3:00 pm to 4:00 pm
Event Location: Newell Simon Hall 1507
Bio: Haroon Idrees is a postdoctoral researcher in the Center for Research in Computer Vision (CRCV) at the University of Central Florida (UCF). He is interested in machine vision and learning, with focus on crowd analysis, action recognition, multi-camera and airborne surveillance, as well as deep learning and multimedia content analysis. He chaired the THUMOS challenge on Action Recognition (CVPR, 2015) and has been program committee member of Workshop on Applications for Aerial Video Exploitation (WACV, 2015), Multiple Object Tracking Challenge (ECCV, 2016), and the upcoming BMTT-PETS Workshop on Tracking and Surveillance (CVPR, 2017) and Open Domain Action Recognition (CVPR, 2017). He has published several papers in CVPR, ICCV, ECCV, Journal of Image and Vision Computing, and IEEE Transactions on Pattern Analysis and Machine Intelligence. He received BSc (Honors) degree in computer engineering from the Lahore University of Management Sciences, Pakistan in 2007, and the PhD degree in computer science from the University of Central Florida in 2014.
Abstract: Automated analysis of dense crowds is a challenging problem with far-reaching applications in crowd safety and management, as well as gauging political significance of protests and demonstrations. In this talk, I will first describe a counting approach which uses traditional computer vision techniques, and was recently applied to Catalonia Demonstrations in Spain in 2015 and 2016. An extension of this work using convolutional neural network with hundreds of layers is presented next, partially made possibly through a new dataset for counting with over one million humans – all marked with dot annotations.

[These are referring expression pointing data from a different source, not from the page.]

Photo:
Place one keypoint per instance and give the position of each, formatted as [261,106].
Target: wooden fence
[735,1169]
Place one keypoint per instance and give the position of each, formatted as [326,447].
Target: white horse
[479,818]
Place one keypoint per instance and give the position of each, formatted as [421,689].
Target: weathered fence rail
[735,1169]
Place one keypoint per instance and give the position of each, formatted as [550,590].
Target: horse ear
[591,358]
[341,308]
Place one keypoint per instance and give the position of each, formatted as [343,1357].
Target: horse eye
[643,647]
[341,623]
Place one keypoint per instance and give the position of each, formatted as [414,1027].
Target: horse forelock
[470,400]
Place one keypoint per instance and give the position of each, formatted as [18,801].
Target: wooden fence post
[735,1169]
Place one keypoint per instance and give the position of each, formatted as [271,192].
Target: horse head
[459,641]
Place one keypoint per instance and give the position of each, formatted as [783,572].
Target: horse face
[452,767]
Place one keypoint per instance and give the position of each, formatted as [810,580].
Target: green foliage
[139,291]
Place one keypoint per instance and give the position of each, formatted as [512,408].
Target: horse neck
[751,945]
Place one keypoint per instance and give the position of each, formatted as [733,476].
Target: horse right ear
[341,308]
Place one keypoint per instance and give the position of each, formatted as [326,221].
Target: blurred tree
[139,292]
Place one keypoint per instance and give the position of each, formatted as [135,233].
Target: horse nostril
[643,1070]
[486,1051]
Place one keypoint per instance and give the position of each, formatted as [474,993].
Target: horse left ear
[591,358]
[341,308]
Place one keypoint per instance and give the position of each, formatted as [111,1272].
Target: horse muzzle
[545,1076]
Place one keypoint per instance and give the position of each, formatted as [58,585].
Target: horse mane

Next, I will discuss how context in the form of local consistency captures the similarity in scale in local neighborhoods in an image and is used to detect partially visible humans in dense crowds. Finally, for the task of re-identification in a multi-camera setup, spatio-temporal context in the form of personal, social and environmental constraints aid in eliminating incorrect hypotheses and significantly improve performance on correct re-acquisition of people across cameras especially when appearance and visual features alone are insufficient.